Page 151 of Save Me

“Save your fucking sorry for someone who wants to hear it.”

“It was a setup,” I finally tell her. “Blackmon was setting you up.”

Her eyes narrow. Though there’s pure venom in that glare, I hope she’s also taking in what I said.

“There were two bastards there waiting to attack and kidnap you. You wouldn’t have walked away if you had gone to that meeting this morning.”

Her nostrils flare, and her face firms.

“That’s why you did this? To keep me safe?” She spits out the last word.

“Yes. I would never do it for any other reason.”

“Really?” she asks.

I push out a breath. Maybe she gets it now.

“Yes.” I can’t get the answer out before I have to duck again as she hurls the second piece of wood at my head.

When I rise to look at her, her eyes are fuming. More than before.

“You think I didn’t fucking think of that?” she yells. “Do you believe I would show up to a meeting at six-thirty in the morning with a fucker I don’t know without any type of backup?”

She bends down, picks something up, and throws it at me. It’s one of the coasters that used to sit on the glass table.
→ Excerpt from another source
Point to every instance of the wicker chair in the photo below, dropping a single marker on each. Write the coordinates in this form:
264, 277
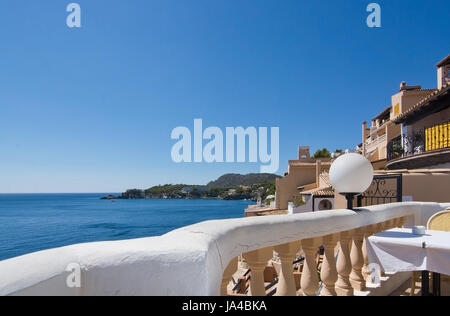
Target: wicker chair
439, 221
“I was meeting with a contact from the police department to meet me there this morning. She was waiting for my call. I was never going to go there alone.” She throws something else my way. It’s one of my shoes.

She moves deeper into the living room, picking up another wooden stick. I step inside the living room.

“You shouldn’t have been there,” I say because even if she had a police officer with her, she shouldn’t be in a position where her safety is at stake.

“I shouldn’t have been here,” she says with such finality that my knees weaken slightly.

“You always belong here.” I look at her in her fiery gaze. “You can be as pissed as you need to be. You can break everything I own, but here, with me, is where you belong. Safe.”

“Safe?” she mocks. “With you?”

“Yes.”

She stops and cocks her head to the side. “How long, Dae?”

“Forever,” I answer without needing to think about it.

She shakes her head. “No. How long were you going to keep lying to me?”

I frown because I don’t know what she’s referring to.

“Are you trying to figure out which lie of yours I’ve figured out?”

“I never lied to you.”

Her eyes narrow farther. She digs in her pocket and pulls something out. In her hand is the handkerchief she gave me all those years ago.

“That was you … in that alleyway.”

My chest tightens even more.

“The boy I saw getting beat up by three guys.”